Unter Anleitung des Hauptschullehrers Walter Holzbauer wurden die Fragebögen mit Computer ausgewertet und die Ergebnisse an die beteiligten Haushalte verschickt. Diese erhielten damit eine ausführliche Darstellung ihrer Energiesituation samt Einsparungspotential. Gleichzeitig erstellten die Schüler -als „Amateur-Zivilingenieure” - ein Energieverbrauchs- und Einsparungsszenario für die ganze Gemeinde, und lieferten damit eine Entscheidungsgrundlage für die Stadtväter, um kommunale Energiesparmaßnahmen zu verwirklichen.

Ermöglicht wird dieses Modell durch ein am Bundesrealgymnasium Imst (Tirol) in Zusammenarbeit mit dem Energiesparverein Vorarlberg und der Universität Innsbruck entwickeltes Computerprogramm, das erstmalig die Auswertung von Energiedaten auf Haushalte, Gemeinden, beziehungsweise einzelne Teile von Gemeinden bezogen ermöglicht. Der Imster AHS-Lehrer Gottfried Mair, Initiator und treibende Kraft des Projekts: „Durch die hohe Bedienerfreundlichkeit ist auch Computerunerfahrene eine geringe Einschulungszeit erforderlich.” Optimal also für die Arbeit mit Schülern und interessierten Laien.

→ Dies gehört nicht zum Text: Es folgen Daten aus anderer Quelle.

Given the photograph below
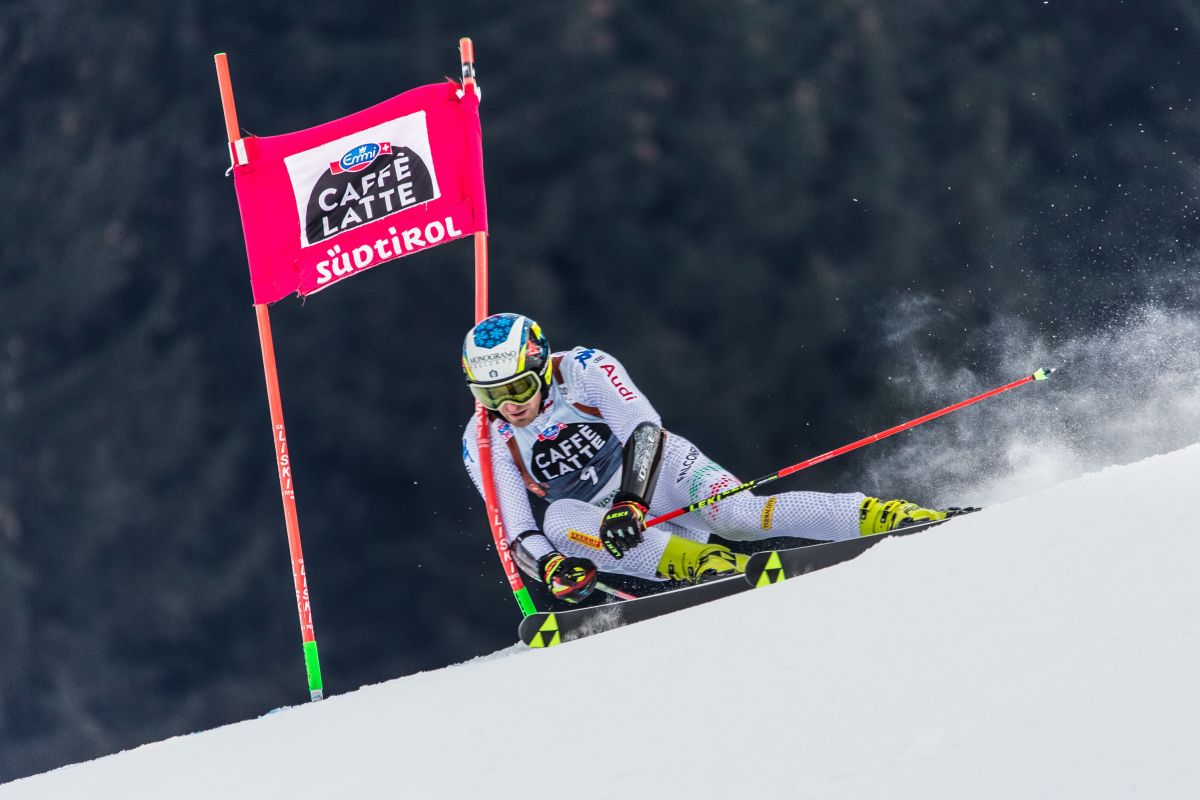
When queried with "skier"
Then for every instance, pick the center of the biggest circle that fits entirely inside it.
(573, 428)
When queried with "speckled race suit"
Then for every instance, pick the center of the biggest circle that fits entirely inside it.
(571, 457)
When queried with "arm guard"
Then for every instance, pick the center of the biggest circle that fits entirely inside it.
(640, 464)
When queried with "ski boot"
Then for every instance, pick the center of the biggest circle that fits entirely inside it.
(690, 561)
(877, 516)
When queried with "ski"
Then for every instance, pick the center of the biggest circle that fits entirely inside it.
(772, 566)
(547, 629)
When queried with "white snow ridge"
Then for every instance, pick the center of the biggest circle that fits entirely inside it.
(1047, 647)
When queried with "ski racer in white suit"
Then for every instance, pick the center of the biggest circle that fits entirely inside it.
(574, 429)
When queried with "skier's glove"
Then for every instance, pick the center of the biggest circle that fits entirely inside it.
(568, 577)
(622, 528)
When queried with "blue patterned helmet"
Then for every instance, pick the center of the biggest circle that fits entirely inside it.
(507, 360)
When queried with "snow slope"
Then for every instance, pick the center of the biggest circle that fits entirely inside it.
(1044, 648)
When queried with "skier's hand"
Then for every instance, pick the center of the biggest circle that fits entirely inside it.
(568, 577)
(622, 528)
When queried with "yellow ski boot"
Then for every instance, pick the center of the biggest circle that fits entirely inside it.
(877, 516)
(695, 563)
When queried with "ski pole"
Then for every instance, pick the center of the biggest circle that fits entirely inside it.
(1041, 374)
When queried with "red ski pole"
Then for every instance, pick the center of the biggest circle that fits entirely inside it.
(1041, 374)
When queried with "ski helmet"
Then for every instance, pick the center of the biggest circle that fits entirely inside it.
(507, 360)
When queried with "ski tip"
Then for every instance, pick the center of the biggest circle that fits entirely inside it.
(540, 631)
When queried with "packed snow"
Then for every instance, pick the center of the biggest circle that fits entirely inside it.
(1043, 648)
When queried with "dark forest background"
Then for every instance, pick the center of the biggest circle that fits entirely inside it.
(741, 199)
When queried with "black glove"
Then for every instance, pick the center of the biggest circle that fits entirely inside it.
(568, 577)
(622, 528)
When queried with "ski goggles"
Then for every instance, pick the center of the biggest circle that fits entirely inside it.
(520, 390)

Das Ergebnis kann sich sehen lassen. In über 85 Kreis-, Balken-, Linien- und Textgraphiken können Zusammenhänge zwischen den ausgewerteten Daten hergestellt werden: die Gesamt-COv Emissionen der Gemeinde ebenso wie die häufigsten Mängel bei der Wärmeversorgung oder Einsparungs-möglichkeiten. Erzieherischen Wert erfährt das Projekt zudem durch die Gestaltung von Energiesparausstellungen durch die Schüler, den Besuch von Heizkraftwerken und die Diskussion mit Fachleuten aus der Energiewirtschaft. Die Pädagogen würdigen die Vorbildwirkung des Projekts für neue Formen des Schulunterrichts. Kurt Dropetz, Bezirksschulinspektor des Bezirks Neunkirchen: „Es ist ein ganz neues Lernen, das jetzt in den Hauptschulen Eingang findet.”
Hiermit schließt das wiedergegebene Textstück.